Compliance and Connectivity from Financial-Planning.com

Well, well, it seems that Bill’s presentation Cultivating Clients in a Connected World has persuaded Bob Veres to consider adopting social media for purposes other than marketing and search engine optimization. See what he has to say about advisers considering this new communication medium (and follow @bobveres on Twitter).

Smarsh Report Identifies Electronic Communications Compliance Gaps at Smarsh.com

Smarsh, the email and social media archiving solution provider, released results from a survey of compliance professionals regarding the use of electronic communications including social media. In summary, it confirms what you already know: compliance professionals aren’t up to speed on supervising and archiving electronic communication, specifically social media.

Tweet on the Street from NYTimes.com

Morgan Stanley is ready to unleash its 17,800 brokers into popular social media service Twitter (their archive and monitoring solution is Socialware). But nothing they post will be unscripted. Good luck with that, we say.

IPS AdvisorPro® and Redtail Integrate Technology Systems from IPSAdvisorPro.com

IPS AdvisorPro® and Redtail Technology announced the availability of a new data integration between their industry leading technology platforms for financial advisors. The new integration will streamline the preparation of Investment Policy Statements (IPS) by automatically populating IPS AdvisorPro® fields with client information contained in Redtail’s CRM solution.

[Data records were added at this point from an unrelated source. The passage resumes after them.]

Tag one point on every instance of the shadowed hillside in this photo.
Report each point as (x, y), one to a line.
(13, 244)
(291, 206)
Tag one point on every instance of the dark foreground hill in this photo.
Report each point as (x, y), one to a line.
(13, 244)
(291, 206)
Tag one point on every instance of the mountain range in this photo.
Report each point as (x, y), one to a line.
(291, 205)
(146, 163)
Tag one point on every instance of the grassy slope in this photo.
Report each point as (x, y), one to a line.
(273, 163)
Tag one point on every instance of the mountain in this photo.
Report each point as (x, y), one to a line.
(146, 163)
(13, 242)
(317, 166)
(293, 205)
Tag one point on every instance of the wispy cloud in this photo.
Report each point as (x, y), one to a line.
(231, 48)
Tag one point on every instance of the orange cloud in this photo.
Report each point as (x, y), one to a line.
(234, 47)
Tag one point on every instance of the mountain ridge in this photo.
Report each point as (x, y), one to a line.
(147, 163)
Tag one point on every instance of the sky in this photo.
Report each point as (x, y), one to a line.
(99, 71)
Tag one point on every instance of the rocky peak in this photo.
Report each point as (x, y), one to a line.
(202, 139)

After tortoise-like beginnings, AssetBook is now on-the-hop in portfolio management software from RIABiz.com

One smaller but fast-emerging portfolio management software firm is AssetBook. Based in McHenry, Md., it has burst onto the portfolio management software scene thanks to a recent marketing push and now has 150 firms using its services.

 

Arkovi and MarketeRIA® Partner to Facilitate Adviser Use of Social Media

Arkovi, a social media archiving provider, today announced a partnership with TripleStop, LLC, a marketing agency that offers a social media and web marketing solution to advisers called MarketeRIA®. The partnership will allow advisers to consolidate their website, content management, and social networking activities into one web-based dashboard that features archiving to satisfy regulatory requirements.

Click here to view the press release. (opens at Arkovi.com)

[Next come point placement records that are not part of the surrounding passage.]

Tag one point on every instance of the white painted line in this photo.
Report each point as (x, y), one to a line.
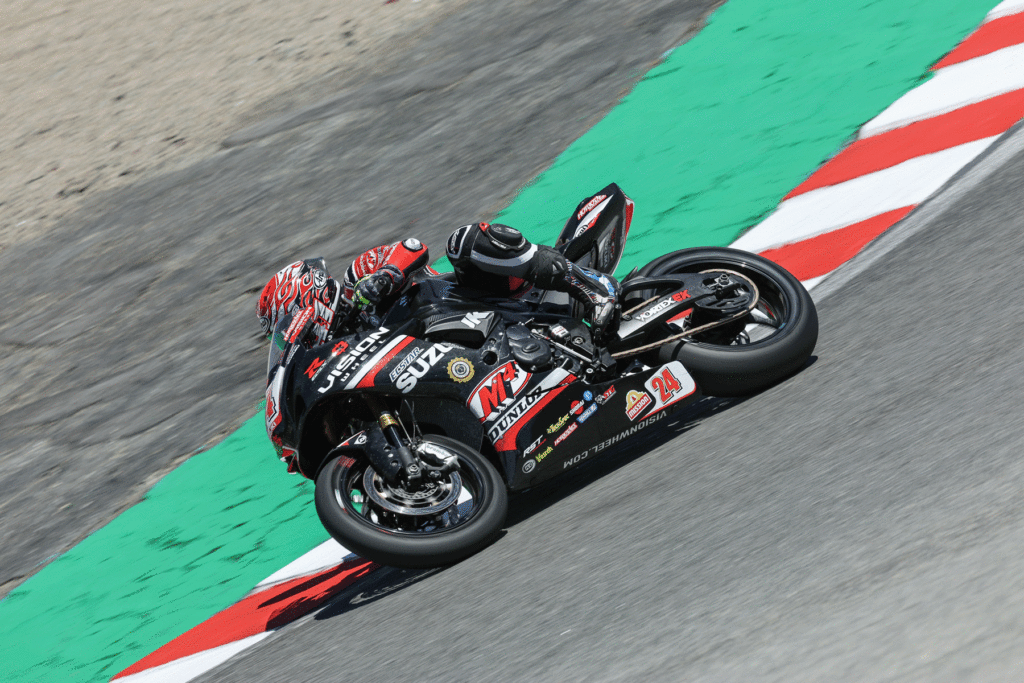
(328, 554)
(952, 87)
(811, 282)
(1005, 8)
(193, 666)
(829, 208)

Regular FPPad readers will recognize Arkovi from our regular mentions of companies that provide social media archiving solutions to financial advisers.

Back in January of this year, we introduced TripleStop and its marketing platform in this post, MarketeRIA® Offers Advisors Social Media and Web Marketing Solution.

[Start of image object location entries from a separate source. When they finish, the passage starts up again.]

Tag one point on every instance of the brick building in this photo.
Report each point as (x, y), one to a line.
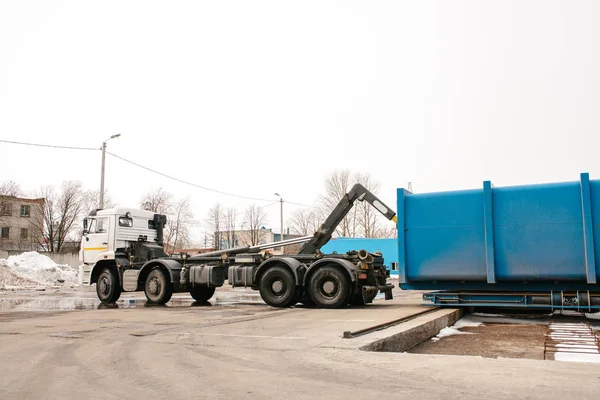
(18, 218)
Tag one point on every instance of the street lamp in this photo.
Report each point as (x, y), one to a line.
(101, 204)
(281, 215)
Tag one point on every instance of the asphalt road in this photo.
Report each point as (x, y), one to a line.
(245, 349)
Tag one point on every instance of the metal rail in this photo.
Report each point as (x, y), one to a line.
(350, 335)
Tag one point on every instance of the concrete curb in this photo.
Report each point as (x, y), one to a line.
(411, 333)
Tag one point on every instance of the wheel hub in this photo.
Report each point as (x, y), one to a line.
(104, 287)
(277, 286)
(329, 288)
(154, 286)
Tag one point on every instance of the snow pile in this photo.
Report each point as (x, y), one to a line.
(32, 268)
(454, 329)
(577, 357)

Adviser adoption rates of social media continue to rise, but one of the challenges advisers face is maintaining profiles spread across multiple networks and managing a consistent message and presence. Add to that the regulatory burden of capturing and archiving messages sent out through various networks, from short 140 character tweets on Twitter to ten minute videos posted to YouTube.

While we have yet to review the Arkovi-MarketeRIA integration, we are hopeful that it will provide a streamlined, consolidated platform advisers can use to efficiently manage their content and better connect with clients and prospects.